10. The method of claim 9, wherein said culture medium comprises glucose as a carbon source.

11. The method of claim 9, wherein said temperature is from about 20 to about 37° C., and said pH is from about 3 to about 10.

12. A method of producing ascorbic acid comprising the steps of:

transforming host cells with an expression vector containing DNA encoding 2-ketogluconate dehydogenase;

culturing said transformed host cells; and

recovering ascorbic acid.

13. The method of claim 12, wherein said transformed host cells are a microorganism selected from a genus of the group of Pantoea, Escherichia, Bacillus, Lactobacillus, Xanthomonas, Brevibacterium, Bifidobacterium, Streptococcus, Leuconostoc and Saccharomyces.

14. The method of claim 12, wherein said transformed host cells are selected from the group of bacteria and fungi, and said culturing is under aerobic batch, continuous, or fixed bed culture conditions in a liquid medium.

15. The method of claim 12, wherein said transformed host cells are a microorganism selected from the group of P. citrea, E. coli, B. subtilis, L. lactis, X. campestris, S. lactis, S. cerevesiae, and mutants, varieties and strains thereof.

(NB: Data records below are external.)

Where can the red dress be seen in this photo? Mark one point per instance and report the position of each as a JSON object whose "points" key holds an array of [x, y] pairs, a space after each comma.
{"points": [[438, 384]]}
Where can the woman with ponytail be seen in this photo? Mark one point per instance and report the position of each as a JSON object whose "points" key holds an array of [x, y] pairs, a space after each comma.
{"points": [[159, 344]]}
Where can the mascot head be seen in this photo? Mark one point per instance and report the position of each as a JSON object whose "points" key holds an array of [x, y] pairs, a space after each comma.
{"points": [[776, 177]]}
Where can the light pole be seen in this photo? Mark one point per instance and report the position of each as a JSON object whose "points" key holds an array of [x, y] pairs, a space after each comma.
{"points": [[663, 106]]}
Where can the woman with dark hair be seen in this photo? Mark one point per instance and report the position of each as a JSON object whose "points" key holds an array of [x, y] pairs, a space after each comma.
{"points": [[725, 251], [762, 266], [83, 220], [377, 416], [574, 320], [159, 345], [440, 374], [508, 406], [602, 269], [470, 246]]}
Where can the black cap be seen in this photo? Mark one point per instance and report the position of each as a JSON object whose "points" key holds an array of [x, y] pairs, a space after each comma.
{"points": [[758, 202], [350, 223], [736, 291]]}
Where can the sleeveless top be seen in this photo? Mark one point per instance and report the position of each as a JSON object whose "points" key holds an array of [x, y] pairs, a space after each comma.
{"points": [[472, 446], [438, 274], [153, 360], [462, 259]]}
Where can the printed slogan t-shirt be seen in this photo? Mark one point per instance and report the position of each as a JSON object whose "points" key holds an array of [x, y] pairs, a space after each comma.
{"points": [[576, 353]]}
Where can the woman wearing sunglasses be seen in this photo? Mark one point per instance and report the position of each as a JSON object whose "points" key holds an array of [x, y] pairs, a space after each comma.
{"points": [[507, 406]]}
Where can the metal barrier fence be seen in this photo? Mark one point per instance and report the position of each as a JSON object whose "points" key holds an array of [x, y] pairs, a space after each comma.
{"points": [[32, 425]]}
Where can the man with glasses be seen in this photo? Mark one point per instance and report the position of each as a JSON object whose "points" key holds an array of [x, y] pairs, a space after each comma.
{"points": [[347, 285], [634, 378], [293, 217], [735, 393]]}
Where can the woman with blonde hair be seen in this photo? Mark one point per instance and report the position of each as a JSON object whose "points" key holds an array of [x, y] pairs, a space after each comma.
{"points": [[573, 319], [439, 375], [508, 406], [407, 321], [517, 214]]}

16. The method of claim 12, wherein said transformed host cells are a microorganism, said culturing is aerobic; in a system selected from the group of batch culture, continuous culture, fixed bed culture and any combinations thereof; in a liquid culture medium comprising physiologically acceptable amounts of organic and inorganic nutrients essential for growth of said microorganism; and said culturing is at physiologically acceptable pH and temperature for a period of time sufficient to produce said ascorbic acid.

17. The method of claim 16, wherein said culture medium comprises glucose as a carbon source.

18. The method of claim 16, wherein said temperature is from about 20 to about 37° C. and said pH is from about 3 to about 10.

19. A recombinant microorganism for producing ascorbic acid, said microorganism prepared by a process comprising the steps of:

selecting a microorganism from genera of the group of Pantoea, Escherichia, Bacillus, Xanthomonas, Brevibacterium, Bifidobacterium, Leuconostoc, Streptococcus, Lactobacillus, and Saccharomyces;

transforming said microorganism with an expression vector containing DNA encoding 2-ketogluconate dehydrogenase, wherein said transformed microorganism is capable of expressing 2-ketogluconate dehydrogenase and producing ascorbic acid.

20. A microorganism according to claim 19, wherein said microorganism is selected form the group of Pantoea citrea, Escherichia coli, Bacillus subtilis, Lactobacillus lactis, Lactobacillus delbruckii, Streptococcus lactis, Saccharomyces cerevesiae, and mutants, varieties and strains thereof.